La perfection immuable du Christianisme se concilie admirarablement avec la loi du progrès, qui doit régir la société. Qu'est-ce que le progrès? C'est la tendance vers le bien. On aperçoit ce qui manque à une situation, l'on conçoit une situation meilleure, et l'on veut passer de l'une à l'autre; telle est la condition même du progrès. Cela suppose que l'on possède une règle pour juger ce qui est défectueux et ce qui ne l'est pas. Et cette règle, que peut-elle être, sinon l'idée même de la perfection, à laquelle on compare tout ce que l'on veut changer et améliorer. Le progrès n'est donc que l'ensemble des efforts tentés pour réaliser l'idée de la perfection; il suppose donc cette idée vivante dans la société; sans quoi la société n'aurait ni le sentiment de ce qui lui manque ni le désir d'un état meilleur. Cette idée suprême est immuable de son essence; c'est l'astre tutélaire qui dirigera toujours la course de l'humanité vers la conquête des perfections particulières dont notre nature peut être ornée. Il est d'ailleurs trop évident que si le but devait changer, s'il ne demeurait pas toujours le même, on ne saurait jamais déterminer si l'on est ou non dans la voie droite; on marcherait sans direction; il n'y aurait aucune continuité dans le progrès, il n'y aurait aucun progrès. Le Christianisme, précisément par ce qu'il est parfait, devient la condition du perfectionnement social, outre que par sa partie disciplinaire, il se prête, autant qu'il est nécessaire à la faiblesse humaine, aux divers besoins particuliers des temps et des lieux. La discussion neuve et précise dans laquelle l'auteur arrive à ce résultat intéressant, complète ce qu'il a dit dans la première partie de son ouvrage, sur la doctrine du progrès enseignée de nos jours, et la remplace par une théorie plus ferme, plus claire, plus rationnelle.

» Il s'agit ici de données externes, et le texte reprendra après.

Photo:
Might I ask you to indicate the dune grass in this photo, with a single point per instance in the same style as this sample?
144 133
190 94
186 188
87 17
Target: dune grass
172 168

Enfin M. Sénac, pour dissiper tous les nuages, élevés récemment autour de la religion chrétienne, s'efforce de prouver qu'elle n'est point un système d'éclectisme, une fusion entre toutes les doctrines de l'Europe et de l'Asie, un résumé de toutes les vérités qui avaient eu cours dans le monde avant la venue du Christ. C'est une question curieuse et intéressante de rechercher jusqu'à quel point les grandes vérités sur Dieu, sur la nature et sur l'homme, que l'enseignement chrétien fait briller d'une admirable et pure lumière, ont été connues dans les écoles philosophiques de la Grèce ou montrées de loin sous les symboles de l'antique Orient. Mais là n'est point la cause du Christianisme. Quand il serait prouvé que quelques esprits d'élite avaient aperçu la vérité spéculative, voilée à tous les autres regards, quand même la science des Indous serait aussi profonde qu'elle le paraît à l'enthousiasme factice de l'érudition, il resterait toujours un résultat merveilleux et tout-à-fait nouveau, accompli par le Christianisme seul : c'est d'avoir appelé tous les hommes à la connaissance de la vérité, en brisant les barrières des écoles et des temples; c'est surtout d'avoir rendu la vérité pratique, d'avoir soulevé le poids de corruption sous lequel le monde entier gémissait; là est l'empreinte d'une force surhumaine, et la marque d'une mission divine. C'est par ces considérations que M. Sénac termine l'ouvrage dont nous venons de présenter une faible esquisse.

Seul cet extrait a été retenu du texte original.